His spiders? Well, it was Ralph who found their webs under the eaves of our house and took to observing and naming the insects. It's a wonder I hadn't noticed Black Bertha myself. Her web was right outside our kitchen window over the sink, where I stood to do the dishes.
''It's a shame spiders get such a bum rap,'' Ralph lamented. I suppose he sensed my aversion. ''If people knew how many harmful insects they ate, I bet they'd welcome spiders under their roofs,'' he went on. ''And of all the hundreds of species, only two -- the black widow and the brown recluse -- have a dangerous bite.''
Ralph's lecture about spiders piqued my interest. From then on, I, too, began watching them closely: Black Bertha, directly outside the kitchen window, and Brown Betty, just a few feet away at the corner of the house, easily observed from that same window if I bent my head.
The behavior of our two denizens was remarkably similar. Both spent part of the day clearly visible at the centers of their webs, and another part under the eaves, making themselves as inconspicuous as possible by drawing in their legs and assuming the shape of a ball. Were they keeping out of sight to mislead their prey? ''Playing possum'' to make others think they were dead?
So still did they hang as they lay in wait that they fooled me. But not Ralph!
''Wait here by the window,'' he told me when I expressed concern that Brown Betty was dead. After leaving the house for a minute or two, Ralph walked up to the web and inserted a big grasshopper. Within seconds, Betty swung down on a thread, stung the insect (which was more than twice her size), and shrouded it in white filament.

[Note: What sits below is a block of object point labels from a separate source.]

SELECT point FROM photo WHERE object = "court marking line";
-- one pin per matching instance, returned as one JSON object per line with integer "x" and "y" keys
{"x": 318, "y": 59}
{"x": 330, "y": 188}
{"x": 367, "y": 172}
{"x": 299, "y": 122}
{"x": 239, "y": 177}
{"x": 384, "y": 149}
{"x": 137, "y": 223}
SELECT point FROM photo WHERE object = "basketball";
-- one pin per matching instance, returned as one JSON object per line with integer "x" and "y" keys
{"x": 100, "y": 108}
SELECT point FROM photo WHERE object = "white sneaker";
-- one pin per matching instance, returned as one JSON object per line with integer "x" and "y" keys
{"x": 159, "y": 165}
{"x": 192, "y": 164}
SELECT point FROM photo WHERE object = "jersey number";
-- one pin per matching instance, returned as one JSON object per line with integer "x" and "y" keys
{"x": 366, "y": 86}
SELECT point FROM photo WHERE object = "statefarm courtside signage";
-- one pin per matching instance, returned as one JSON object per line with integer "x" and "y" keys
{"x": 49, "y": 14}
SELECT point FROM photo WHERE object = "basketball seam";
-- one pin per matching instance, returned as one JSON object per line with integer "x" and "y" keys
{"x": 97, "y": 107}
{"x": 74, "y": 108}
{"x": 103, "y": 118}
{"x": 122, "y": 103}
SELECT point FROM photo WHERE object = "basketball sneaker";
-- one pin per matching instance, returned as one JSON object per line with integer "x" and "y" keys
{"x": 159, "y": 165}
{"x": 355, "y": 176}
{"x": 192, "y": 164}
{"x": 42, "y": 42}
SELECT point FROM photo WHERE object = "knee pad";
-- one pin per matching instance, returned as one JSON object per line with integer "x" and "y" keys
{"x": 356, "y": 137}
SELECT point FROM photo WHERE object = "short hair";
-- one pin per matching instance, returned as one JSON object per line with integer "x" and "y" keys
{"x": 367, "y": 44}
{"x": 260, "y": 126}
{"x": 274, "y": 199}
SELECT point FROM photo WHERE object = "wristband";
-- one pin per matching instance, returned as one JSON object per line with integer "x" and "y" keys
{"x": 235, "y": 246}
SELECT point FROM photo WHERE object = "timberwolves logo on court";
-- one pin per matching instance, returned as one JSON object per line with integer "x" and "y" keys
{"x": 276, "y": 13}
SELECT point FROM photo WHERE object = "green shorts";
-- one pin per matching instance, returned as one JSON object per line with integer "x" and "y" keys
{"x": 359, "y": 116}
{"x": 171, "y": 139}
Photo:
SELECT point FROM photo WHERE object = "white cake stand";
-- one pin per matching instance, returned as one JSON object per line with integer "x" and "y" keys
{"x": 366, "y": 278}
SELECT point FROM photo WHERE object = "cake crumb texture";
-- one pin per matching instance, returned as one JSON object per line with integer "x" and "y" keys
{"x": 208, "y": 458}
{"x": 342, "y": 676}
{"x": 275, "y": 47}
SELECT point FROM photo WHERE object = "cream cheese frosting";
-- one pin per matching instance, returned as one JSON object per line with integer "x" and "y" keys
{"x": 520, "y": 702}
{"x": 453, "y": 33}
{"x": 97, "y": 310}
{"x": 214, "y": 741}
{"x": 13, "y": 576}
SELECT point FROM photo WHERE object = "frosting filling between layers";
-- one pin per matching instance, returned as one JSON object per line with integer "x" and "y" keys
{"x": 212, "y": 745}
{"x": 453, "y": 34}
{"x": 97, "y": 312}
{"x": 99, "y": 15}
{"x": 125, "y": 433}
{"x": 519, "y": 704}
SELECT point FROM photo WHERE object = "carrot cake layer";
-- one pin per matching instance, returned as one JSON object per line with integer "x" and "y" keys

''This isn't the first time I've fed spiders,'' he divulged, informing me as much about himself as about Betty. Nor was this the last time Ralph went on hunting expeditions for our residents, providing them daily with crickets, daddy longlegs, and once, a dead bumblebee. I never ceased to marvel at the weaving skills of our spiders.
A trapped grasshopper wreaks havoc on a web, but every night Bertha and Betty rewove theirs anew. Little wonder that the mythical Minerva, the weaver among the Olympians, grew jealous of the peasant maiden Arachne, whose skills rivaled her own; in a fit of rage, Minerva turned her into a spider.
And an awed Emily Dickinson observed: ''A Spider sewed at Night/ Without a Light/ Upon an Arc of White.''
Ralph had made a convert. My new interest in spiders sent me back to the words of E.B. White, whose extraordinary Charlotte (in ''Charlotte's Web'') had brought me pleasure.
Charlotte is fictional. No spider, of course, has ever spoken, let alone spun words in her web. But she is patterned on an actual gray spider, whom White came to know ''one cold October evening,'' when he ''was lucky enough to see Aranea Cavatica spin her egg sac and deposit her eggs.''
White's affection for his model is apparent in his manner of distinguishing a spider from a person: ''One has eight legs and has been around an unbelievably long time; the other has two legs and has been around just long enough to bring the planet to the verge of extinction.''
Unlike Brown Betty or Black Bertha, White's Charlotte was gray, but she still may have undone some of the damage wrought by fraidy-cat Little Miss Muffet, frightened by a spider that ''sat down beside her.''
But it was Ralph's introduction to the ways of our own Black Bertha and Brown Betty that transformed me into a friend of spiders.